“Buildings need a better sense of community.” This is an issue we have heard over and over from residents and managers alike. In our multi-family and condo resident survey, for example, 80% of respondents said the current sense of community in their building was “average” or worse. Property managers at luxury buildings around the country have told us on a number of occasions that fostering a better community is one of their biggest challenges.
To date one of the biggest pieces of a strong residential community is the bulletin board. Resident-to-resident (R2R) communication leads to better connections and a better living environment. Selling a couch? Need a trusted dog-sitter? The board is the cornerstone of the community. Unfortunately, the board as we know it is becoming antiquated. Most people now walk right past it while tapping out a text on their way to the elevator.
The phone, however, doesn’t spell doom and gloom for the community board and R2R communication; rather it’s an opportunity to modernize it. Buildings should bring the board into the digital age and provide a way for residents to access it on their mobile phones. With a virtual community board residents can buy, sell, lend, borrow, recommend, and problem-solve amongst each other in real time without cluttering the lobby walls. The resident benefits and the manager doesn’t even have to lift a finger.
A recent example illustrates this point. Recently, we launched one student housing building on a Friday. Two days later, one particular resident was in search of a Philips head screwdriver and posted this to the virtual Community Board in her building’s customized smartphone app. Within just a few hours, multiple residents had sent replies offering to lend their screwdrivers to the resident in need.
After two weeks residents at this building had posted 36 messages to the virtual community board that generated 293 responses. In addition to the screwdriver, the residents has planned a party, pooled together to buy a vacuum cleaner, and sold extra tickets to a One Direction concert, among other things. In this property, R2R communication is alive, well, and meaningful.
For property managers the virtual board has provided unique insights into how they can better serve residents’ needs. For example, the manager now knows that his residents are in need of a vacuum cleaner; supplying one would be a nice new amenity.
Technology that puts residents first will create stronger communities.

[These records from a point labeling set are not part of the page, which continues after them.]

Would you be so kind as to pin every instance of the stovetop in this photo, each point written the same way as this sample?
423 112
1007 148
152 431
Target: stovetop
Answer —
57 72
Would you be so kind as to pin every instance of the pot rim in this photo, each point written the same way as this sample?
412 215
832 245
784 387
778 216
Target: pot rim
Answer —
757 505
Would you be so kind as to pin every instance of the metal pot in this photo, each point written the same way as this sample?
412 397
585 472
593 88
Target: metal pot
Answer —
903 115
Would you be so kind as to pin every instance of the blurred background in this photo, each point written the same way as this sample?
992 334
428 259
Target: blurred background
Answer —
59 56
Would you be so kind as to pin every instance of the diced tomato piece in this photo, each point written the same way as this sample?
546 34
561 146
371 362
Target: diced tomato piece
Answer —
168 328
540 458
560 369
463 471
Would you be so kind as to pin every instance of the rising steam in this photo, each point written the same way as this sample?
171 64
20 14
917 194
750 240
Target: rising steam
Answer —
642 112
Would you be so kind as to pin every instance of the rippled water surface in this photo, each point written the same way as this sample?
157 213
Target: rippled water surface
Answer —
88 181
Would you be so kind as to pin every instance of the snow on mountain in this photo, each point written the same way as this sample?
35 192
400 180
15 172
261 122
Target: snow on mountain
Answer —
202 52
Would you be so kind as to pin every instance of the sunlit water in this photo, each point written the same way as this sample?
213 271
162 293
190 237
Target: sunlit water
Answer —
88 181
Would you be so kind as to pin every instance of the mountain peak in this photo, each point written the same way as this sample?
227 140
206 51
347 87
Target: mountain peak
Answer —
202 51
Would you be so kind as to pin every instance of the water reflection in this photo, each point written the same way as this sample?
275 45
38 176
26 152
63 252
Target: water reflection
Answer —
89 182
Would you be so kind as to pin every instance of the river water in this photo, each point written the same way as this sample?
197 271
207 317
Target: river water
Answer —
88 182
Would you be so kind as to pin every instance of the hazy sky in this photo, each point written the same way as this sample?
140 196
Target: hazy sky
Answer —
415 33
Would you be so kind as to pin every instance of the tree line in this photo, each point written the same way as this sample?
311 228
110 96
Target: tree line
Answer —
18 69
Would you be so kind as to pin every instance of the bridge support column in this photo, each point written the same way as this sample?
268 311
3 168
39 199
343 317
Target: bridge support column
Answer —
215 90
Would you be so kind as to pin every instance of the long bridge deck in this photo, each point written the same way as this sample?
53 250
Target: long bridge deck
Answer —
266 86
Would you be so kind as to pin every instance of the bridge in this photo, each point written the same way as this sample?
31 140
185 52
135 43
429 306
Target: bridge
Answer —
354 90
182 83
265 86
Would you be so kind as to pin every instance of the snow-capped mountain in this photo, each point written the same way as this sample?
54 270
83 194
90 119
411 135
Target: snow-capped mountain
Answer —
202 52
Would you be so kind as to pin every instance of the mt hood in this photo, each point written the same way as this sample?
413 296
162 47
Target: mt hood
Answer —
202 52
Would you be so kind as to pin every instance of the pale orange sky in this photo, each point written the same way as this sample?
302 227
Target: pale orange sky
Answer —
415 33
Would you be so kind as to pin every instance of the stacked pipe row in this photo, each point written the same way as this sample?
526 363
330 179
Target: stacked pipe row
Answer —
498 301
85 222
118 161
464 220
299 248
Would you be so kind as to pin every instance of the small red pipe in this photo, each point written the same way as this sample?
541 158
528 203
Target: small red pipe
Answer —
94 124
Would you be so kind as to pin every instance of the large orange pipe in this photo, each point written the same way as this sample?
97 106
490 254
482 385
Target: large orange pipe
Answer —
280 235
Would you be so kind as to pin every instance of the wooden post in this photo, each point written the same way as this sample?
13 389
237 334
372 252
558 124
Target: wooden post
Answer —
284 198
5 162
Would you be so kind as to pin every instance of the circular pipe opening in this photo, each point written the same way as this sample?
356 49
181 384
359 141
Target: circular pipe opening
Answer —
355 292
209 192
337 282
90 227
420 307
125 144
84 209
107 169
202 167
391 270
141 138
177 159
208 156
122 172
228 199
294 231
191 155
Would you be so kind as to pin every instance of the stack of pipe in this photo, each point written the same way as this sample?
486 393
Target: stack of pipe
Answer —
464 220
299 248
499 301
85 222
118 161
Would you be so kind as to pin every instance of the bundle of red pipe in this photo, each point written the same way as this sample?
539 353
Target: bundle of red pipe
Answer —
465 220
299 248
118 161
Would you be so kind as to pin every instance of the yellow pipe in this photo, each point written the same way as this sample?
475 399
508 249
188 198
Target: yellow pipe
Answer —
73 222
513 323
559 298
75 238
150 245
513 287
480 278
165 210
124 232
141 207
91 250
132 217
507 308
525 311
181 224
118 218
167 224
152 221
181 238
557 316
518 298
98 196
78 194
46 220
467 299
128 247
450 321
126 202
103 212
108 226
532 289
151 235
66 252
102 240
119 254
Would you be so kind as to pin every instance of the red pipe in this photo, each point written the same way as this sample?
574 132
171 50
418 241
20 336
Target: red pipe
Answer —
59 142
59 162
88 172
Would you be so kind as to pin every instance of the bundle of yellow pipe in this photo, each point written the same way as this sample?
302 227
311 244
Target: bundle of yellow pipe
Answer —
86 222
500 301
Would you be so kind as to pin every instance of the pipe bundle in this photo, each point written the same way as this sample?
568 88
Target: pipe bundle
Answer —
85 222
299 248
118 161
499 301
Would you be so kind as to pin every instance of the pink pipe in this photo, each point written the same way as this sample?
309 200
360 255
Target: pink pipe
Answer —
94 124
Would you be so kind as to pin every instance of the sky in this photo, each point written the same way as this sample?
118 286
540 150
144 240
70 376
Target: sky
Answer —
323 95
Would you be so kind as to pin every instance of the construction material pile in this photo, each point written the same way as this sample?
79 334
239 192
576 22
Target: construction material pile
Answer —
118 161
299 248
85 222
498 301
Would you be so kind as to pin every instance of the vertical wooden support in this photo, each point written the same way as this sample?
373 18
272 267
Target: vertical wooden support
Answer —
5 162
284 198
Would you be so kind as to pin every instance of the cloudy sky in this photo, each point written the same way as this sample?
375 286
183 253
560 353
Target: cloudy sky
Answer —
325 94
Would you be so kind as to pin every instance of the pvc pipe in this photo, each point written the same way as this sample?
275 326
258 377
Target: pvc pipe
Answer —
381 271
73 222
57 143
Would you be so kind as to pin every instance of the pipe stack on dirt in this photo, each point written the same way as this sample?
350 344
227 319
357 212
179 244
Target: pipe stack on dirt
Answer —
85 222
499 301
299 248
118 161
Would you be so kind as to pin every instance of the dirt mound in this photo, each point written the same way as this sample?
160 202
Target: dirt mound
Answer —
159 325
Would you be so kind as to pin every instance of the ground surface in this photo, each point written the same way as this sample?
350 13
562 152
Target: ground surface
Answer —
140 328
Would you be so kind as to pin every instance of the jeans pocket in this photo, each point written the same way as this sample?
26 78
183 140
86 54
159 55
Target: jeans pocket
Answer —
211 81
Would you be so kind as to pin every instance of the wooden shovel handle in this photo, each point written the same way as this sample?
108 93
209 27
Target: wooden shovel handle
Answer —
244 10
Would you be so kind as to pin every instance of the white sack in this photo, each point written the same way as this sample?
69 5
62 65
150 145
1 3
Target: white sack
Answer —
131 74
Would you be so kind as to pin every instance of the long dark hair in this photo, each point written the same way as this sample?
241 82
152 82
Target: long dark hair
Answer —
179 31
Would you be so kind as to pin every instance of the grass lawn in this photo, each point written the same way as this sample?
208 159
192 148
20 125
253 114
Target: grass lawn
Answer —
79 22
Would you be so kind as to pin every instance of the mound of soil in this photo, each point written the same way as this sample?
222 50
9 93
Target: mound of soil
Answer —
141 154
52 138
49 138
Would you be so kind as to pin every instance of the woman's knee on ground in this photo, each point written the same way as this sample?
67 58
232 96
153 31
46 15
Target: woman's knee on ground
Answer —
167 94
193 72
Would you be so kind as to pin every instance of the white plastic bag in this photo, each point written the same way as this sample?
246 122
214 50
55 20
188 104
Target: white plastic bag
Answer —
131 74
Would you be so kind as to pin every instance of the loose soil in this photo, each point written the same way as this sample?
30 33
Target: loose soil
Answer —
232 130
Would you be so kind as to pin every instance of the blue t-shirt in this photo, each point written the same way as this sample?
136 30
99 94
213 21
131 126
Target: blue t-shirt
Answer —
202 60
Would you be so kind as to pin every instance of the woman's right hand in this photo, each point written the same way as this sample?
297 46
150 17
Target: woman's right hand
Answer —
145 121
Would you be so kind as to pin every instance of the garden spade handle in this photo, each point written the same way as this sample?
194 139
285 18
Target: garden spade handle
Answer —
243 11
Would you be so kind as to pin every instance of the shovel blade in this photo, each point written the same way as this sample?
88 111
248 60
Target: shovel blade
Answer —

Many communities outside of the real estate world have embraced technology to enhance the “hyper local” experience. In doing so, consumers and businesses alike have reaped significant benefits. People want to be connected with what’s immediately around them.
Residential buildings, of course, are, quite literally, what’s immediately around people. Buildings aren’t just hyper local, they’re hyper-er local. Allowing residents to connect on their terms on the mobile devices they use encourages participation, which, in turn, leads to more problems being solved and a better overall resident experience.